What Makes an Instrument Sound Sad? Commentary on Huron, Anderson, and Shanahan

What Makes an Instrument Sound Sad? Commentary on Huron, Anderson, and Shanahan JONNA K. VUOSKOSKI 1 University of Oxford

ABSTRACT: Huron, Anderson, and Shanahan investigated the hypothesis that instruments that are deemed most capable of expressing sadness would also be judged better able to generate acoustic features similar to those used to convey sadness in speech. The judgments of these acoustic features accounted for approximately half (51.3%) of the variance in the judgments of sadness capacity. I argue that the explanation rate may have been curtailed by choices made in the operationalization of the acoustic features, the overlap and relatedness of three of the acoustic features used (mumbling, dark timbre, and lowest pitch), as well as the practical omission of features such as legato articulation. Furthermore, the method used by Huron and colleagues may have inflated the effect of cultural conceptions on the judgments of sadness capacity. I also argue that low energy — albeit a fundamental feature of sadness as an emotion — is not the meaningful factor underlying the set of acoustic features most correlated with sadness capacity. Instead, I suggest that the only acoustic variable significantly predicting evaluations of sadness capacity — pitch-bending — best reflected an instrument's capability to manipulate timbre, pitch, loudness and articulation in ways that match and exaggerate the features of sad vocal expression.

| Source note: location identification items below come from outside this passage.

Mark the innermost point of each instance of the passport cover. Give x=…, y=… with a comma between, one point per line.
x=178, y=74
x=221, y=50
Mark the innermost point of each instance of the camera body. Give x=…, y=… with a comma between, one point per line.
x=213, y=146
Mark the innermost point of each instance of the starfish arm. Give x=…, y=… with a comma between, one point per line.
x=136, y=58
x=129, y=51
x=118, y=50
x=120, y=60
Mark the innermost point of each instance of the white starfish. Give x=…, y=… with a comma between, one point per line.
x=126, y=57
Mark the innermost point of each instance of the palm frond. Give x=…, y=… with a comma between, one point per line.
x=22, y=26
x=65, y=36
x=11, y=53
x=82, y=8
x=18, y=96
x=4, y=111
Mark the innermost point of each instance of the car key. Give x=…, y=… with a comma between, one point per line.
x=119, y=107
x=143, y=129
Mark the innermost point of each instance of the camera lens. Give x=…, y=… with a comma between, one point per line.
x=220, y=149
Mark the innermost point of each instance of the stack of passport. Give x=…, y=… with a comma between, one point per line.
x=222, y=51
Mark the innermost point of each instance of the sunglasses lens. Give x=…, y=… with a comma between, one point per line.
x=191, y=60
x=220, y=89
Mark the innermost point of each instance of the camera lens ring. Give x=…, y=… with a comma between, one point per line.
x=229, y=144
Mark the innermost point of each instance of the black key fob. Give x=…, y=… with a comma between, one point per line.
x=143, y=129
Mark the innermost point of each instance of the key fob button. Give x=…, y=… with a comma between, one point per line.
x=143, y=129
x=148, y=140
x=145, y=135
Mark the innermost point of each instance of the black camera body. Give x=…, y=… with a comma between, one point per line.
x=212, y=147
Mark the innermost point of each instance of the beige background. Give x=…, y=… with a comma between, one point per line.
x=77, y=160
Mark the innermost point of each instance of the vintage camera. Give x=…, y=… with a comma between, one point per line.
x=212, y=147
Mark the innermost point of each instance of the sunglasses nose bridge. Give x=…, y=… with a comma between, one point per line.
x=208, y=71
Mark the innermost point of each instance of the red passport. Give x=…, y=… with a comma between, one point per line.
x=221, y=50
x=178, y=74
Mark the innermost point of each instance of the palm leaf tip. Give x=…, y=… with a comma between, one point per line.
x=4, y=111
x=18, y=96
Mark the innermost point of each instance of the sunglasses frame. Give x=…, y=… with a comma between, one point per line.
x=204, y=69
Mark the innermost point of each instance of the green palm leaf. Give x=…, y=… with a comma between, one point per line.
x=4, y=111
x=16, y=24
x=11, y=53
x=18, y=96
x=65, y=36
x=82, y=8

Submitted 2013 March 12; accepted 2013 March 15.

KEYWORDS: sadness, emotion, music, acoustic features, vocal expression of emotion

IN a correlational questionnaire study published in this issue, Huron, Anderson, and Shanahan investigated which acoustic features are associated with an instrument's judged capability to convey sadness. They hypothesized that those instruments that are judged most capable of expressing sadness would also be judged better able to generate acoustic features similar to those used to convey sadness in speech. This is a well-founded hypothesis, as previous studies (for a review, see Juslin & Laukka, 2003) have shown that similar acoustic features — slow tempo, low sound level, dark timbre, low pitch, small pitch and sound level variability, and slow tone attacks — are indeed used in both music and speech to convey sadness.

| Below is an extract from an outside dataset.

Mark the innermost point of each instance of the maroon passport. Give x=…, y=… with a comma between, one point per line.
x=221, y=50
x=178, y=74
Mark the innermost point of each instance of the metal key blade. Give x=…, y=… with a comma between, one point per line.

Huron and colleagues carried out two separate questionnaire studies to address the issue. In Study 1, graduate music students and faculty members were asked to evaluate — in light of their past music listening experience — how frequently each of 44 different instruments is used to convey sadness, and how well these instruments are able to produce a sad sound. In Study 2, undergraduate music students were asked to evaluate — again, in light of their knowledge and past experiences — the capacity of the same 44 instruments to produce certain acoustical effects; namely how easy it is to play very quietly or slowly on the different instruments, how easy it is to "bend the pitch" (i.e., play small intervals), and how easy it is to make a dark timbre or make the instrument sound like it's "mumbling". In addition, Huron and colleagues annotated the lowest pitch each instrument could produce. These six acoustic features were selected on the basis of previous studies on sad speech prosody.

The features that most strongly correlated with an instrument's capacity to produce a sad sound were pitch-bending, mumbling, dark timbre, and lowest pitch, respectively. However, a regression analysis revealed that pitch-bending was the only significant predictor of sadness capacity. The six acoustic features accounted for approximately half (51.3%) of the variance in sadness capacity, suggesting that additional factors might be at play. However, there may also have been factors in the study design and methods that restricted the potential explanation rate. In the following section I am going to address some of these potential factors.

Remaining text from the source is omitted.